Weihnachten im Krisenmodus
Auch 2021 feiern wir wieder ein Weihnachtsfest unter schwierigen Bedingungen. Das haben wir uns Anfang des Jahres noch ganz anders vorgestellt. Nicht noch einmal Weihnachten im Krisenmodus!
Doch die Krankenhäuser sind erneut voll belastet, Pflegekräfte am Ende ihrer Kräfte. Ich fände es erschreckend, wenn ich mich daran einfach gewöhnen und das Leid ausblenden könnte. Letztlich haben wir als Gesellschaft bislang nicht die richtigen Antworten gefunden, um die bedrohliche Lage einzugrenzen. Dabei ist nicht von der Hand zu weisen, dass nun schon seit geraumer Zeit wirksame Impfstoffe vorhanden sind, die helfen, Leid zu verringern. Damit schütze ich mich und andere – und übernehme auf überschaubare Weise Verantwortung. Wir kommen allerdings auch aktuell nicht darum herum, dass vieles nur eingeschränkt möglich ist. Zum Leidwesen derer, die beispielsweise auf abgesagten Weihnachtsmärkten hätten arbeiten wollen oder die mit kulturellen Veranstaltungen ihre Existenz bestreiten. Während politische Mandatsträger:innen versuchen, wirtschaftliche, soziale und gesundheitliche Folgen der Pandemie in Balance zu bringen, fühlt sich eine gewaltbereite Minderheit berufen, diese mit Bedrohungen und Aggressionen zu überziehen. Auch Vertreter:innen von Ordnungskräften und Medien bekommen es mit deren Gewalttätigkeit zu tun. Es ist erschreckend, dass solche Grenzüberschreitungen geschehen!
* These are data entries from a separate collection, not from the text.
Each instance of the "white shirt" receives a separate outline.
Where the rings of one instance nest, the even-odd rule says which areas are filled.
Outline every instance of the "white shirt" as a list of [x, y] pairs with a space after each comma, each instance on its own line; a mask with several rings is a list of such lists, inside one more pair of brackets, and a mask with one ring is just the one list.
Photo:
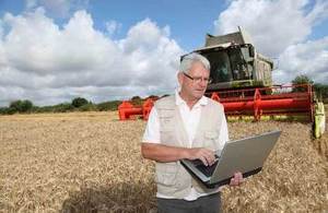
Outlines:
[[[201, 105], [207, 105], [208, 104], [208, 97], [202, 96], [190, 109], [187, 103], [179, 96], [178, 92], [175, 92], [175, 102], [176, 105], [178, 106], [179, 113], [183, 118], [183, 123], [185, 126], [185, 129], [187, 131], [188, 135], [188, 142], [189, 142], [189, 147], [191, 147], [194, 138], [197, 132], [197, 126], [200, 121], [200, 114], [201, 114]], [[219, 137], [219, 144], [221, 149], [223, 149], [224, 143], [229, 141], [229, 133], [227, 133], [227, 125], [225, 117], [223, 116], [224, 120], [222, 121], [221, 127], [218, 127], [220, 130], [220, 137]], [[147, 143], [156, 143], [161, 144], [161, 133], [160, 133], [160, 119], [159, 119], [159, 114], [155, 107], [152, 108], [150, 115], [149, 115], [149, 120], [147, 123], [147, 128], [143, 134], [142, 142]], [[220, 191], [220, 189], [218, 189]], [[216, 192], [216, 191], [215, 191]], [[187, 201], [192, 201], [197, 200], [199, 197], [202, 196], [208, 196], [208, 193], [199, 193], [191, 187], [191, 191], [188, 196], [184, 198], [184, 200]], [[159, 192], [156, 193], [157, 198], [166, 198], [166, 199], [172, 199], [171, 197], [166, 197], [163, 194], [160, 194]]]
Umso mehr drängt sich die Sehnsucht nach einer friedlichen Welt nach vorn. Gerade an Weihnachten wünschen sich viele Menschen, dass sich Gemeinschaft, Freude und Zuversicht verbreiten, dass Auseinandersetzungen überwunden werden.
Auch der Prophet Micha spricht von Hoffnung. Er sehnt den kommenden Retter herbei: „Und er wird der Friede sein.“ (Micha 5,4a) Von der kleinen Stadt Bethlehem soll der Friede ausgehen. Gleichzeitig sieht er, wie zerrissen die Welt ist, in der er lebt. Er sieht, wie das kleine Israel immer wieder zum Spielball der Mächte wird. Außerdem klagt der Prophet über ungerechte soziale Verhältnisse in seinem Land. Mit deutlichen Worten versucht Micha die Menschen wachzurütteln, damit die Not gelindert und die Sehnsucht nach Gerechtigkeit gestillt wird.
Auch heute gibt es genügend Gründe dafür. Wenn ich an die verzweifelte Lage der Menschen an den EU-Außengrenzen denke, die bei eisigen Temperaturen in Wäldern campieren oder lebensgefährliche Überfahrten auf Schlauchbooten wagen. Wie der Prophet müssen wir immer wieder öffentlich auf diese Katastrophen aufmerksam machen und uns für eine menschenfreundliche Politik einsetzen. Auch wenn wir in diesem Jahr wieder Weihnachten im Krisenmodus feiern müssen, so hilft es vielleicht, den Blick für das Wesentliche zu bewahren.
Ich wünsche Ihnen friedliche Advents- und Weihnachtstage!